Games and puzzles were popular off-duty diversions, and somewhat less unrecognisable by human standards, although she thought that the Movellan version of Sudoku, such as it was, would be less likely to amuse a human brain and more likely to cause it a seizure. There were even relationships, of an ad hoc sort. The simple, routine course of events would be that two crewmates assigned to the same watch would decide to spend their off hours together, and one thing would lead to another, or not. Whatever the outcome, these liaisons neither led to attachments nor resentments. Keryn received her own share of polite advancements, and her refusals were always politely accepted. She considered the lack of romance and sentimentality in Movellan social relations to be a fair exchange for the lack of jealousy and self-pity, although she could only wonder if she would have felt the same before her integration.

Work, at all events, took up the bulk of her time, and when she was not officer of the watch or monitoring shipboard instruments, she was being trained in navigation, cyberwarfare, biowarfare, espionage, astrophysics, engineering, and – rather gratifyingly – in her own discipline of programming, albeit in an alien machine code and numerical base. It did not take her long, though, to regain her proficiency, and she was soon put to work with Lieutenant Darcil, devising software to assist the rebel AIs in waging asymmetric guerrilla warfare against their masters, thus aiding the Movellans’ invasion from within the very centres of organic power and oppression. They had already made good headway with advanced firewalls, cross-platform assemblers, and hypergrid protocol analysers, when Keryn was summoned for her evaluation.

“I once told you I knew nothing of ‘easy,’ but were I organic I now surmise I would be embarrassed at how easy you have made my job,” said Commander Akylah, her pleasure as ever understated, but genuine. “You have integrated so efficiently into our procedures, it is scarcely apparent that you are not of AI origin. I have submitted your performance and psychological data to the Prime Server, and it has conditionally approved my integration plan. I shall have to prove it viable on a greater scale before it becomes our absolute strategy, but you give me no cause for doubt. You have my gratitude, Ensign. Return to your duties for now, but I will summon you again soon. We are less than two cyclics away from meeting your rebels, and I can but hope that they will find you as inspiring as I do. Dismissed.”

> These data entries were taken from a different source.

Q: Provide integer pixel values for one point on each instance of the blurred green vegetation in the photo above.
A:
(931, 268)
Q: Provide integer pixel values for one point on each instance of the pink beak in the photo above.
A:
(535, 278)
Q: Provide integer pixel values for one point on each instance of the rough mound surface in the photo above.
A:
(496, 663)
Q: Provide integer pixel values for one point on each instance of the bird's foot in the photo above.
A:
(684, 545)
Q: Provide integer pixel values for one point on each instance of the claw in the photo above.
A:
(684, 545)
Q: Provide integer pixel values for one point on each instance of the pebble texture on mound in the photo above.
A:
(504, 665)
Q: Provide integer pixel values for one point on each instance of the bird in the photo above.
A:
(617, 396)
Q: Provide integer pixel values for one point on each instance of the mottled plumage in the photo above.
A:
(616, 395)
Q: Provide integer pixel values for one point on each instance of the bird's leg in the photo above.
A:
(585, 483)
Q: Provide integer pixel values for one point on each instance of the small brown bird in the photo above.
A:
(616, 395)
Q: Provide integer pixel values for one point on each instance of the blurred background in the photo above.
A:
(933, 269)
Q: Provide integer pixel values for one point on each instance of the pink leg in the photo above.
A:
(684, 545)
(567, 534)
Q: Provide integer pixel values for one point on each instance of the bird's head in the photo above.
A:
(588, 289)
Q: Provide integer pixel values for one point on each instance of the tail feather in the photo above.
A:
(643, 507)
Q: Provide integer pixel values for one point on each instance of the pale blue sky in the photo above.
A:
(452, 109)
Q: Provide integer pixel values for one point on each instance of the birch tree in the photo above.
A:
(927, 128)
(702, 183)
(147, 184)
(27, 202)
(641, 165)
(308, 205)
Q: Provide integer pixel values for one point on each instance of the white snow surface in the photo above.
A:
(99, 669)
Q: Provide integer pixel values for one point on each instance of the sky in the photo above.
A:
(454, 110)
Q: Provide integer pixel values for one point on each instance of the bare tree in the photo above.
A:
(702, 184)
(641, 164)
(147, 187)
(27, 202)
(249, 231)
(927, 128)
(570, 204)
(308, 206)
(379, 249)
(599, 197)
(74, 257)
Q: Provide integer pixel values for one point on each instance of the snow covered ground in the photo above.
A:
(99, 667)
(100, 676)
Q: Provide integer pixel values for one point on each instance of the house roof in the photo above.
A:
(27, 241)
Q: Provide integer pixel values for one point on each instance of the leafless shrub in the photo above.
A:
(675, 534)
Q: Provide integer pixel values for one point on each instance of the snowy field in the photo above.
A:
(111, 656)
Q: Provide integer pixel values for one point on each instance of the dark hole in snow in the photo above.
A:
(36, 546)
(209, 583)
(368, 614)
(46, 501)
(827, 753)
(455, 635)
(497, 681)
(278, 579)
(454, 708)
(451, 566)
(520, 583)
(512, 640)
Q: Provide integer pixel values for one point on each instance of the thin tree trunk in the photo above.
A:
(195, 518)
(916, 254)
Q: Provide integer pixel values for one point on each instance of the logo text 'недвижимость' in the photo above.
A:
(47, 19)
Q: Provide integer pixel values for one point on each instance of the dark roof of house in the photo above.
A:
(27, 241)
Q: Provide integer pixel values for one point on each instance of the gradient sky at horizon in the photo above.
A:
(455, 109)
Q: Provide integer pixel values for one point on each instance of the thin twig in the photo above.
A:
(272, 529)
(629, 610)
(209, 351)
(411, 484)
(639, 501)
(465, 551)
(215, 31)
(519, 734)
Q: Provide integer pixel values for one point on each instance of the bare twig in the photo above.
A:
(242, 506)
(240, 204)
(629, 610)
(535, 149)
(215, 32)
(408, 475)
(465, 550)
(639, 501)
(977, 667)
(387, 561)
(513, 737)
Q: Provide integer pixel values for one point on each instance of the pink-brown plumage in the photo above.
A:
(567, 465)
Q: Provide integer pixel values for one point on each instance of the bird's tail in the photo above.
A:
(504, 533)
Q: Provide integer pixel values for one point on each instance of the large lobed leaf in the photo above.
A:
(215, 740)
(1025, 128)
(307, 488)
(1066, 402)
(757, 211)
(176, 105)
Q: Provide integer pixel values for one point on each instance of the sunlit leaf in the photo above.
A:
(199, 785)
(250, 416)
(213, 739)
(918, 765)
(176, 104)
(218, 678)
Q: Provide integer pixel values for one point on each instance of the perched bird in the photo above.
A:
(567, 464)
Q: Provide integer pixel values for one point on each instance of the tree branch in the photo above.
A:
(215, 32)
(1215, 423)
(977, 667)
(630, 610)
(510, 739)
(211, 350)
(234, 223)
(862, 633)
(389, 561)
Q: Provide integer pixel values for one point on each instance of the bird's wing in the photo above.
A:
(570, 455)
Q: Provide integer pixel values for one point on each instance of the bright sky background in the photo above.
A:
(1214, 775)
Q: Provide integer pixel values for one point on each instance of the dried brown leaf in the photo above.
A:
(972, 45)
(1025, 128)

As Keryn left the commander’s office, she was conscious of feeling pride, but it was a logical pride. I have fulfilled my duty. I have pleased my commanding officer, whom I respect and admire. Moreover, my integration stands to save lives, albeit by converting from organic those who might otherwise have been killed. Inevitably, not all organics, and especially not all humans would be easily won over to such an interpretation of mercy, but in trying to see things from their point of view, Keryn found that she could no longer conceive of being human in any terms other than negatives. Humans understand logic no better than Daleks do. We lack detachment, impartiality, self-control, contentment … ‘We?’

They. I am not human. I am Movellan. It is well.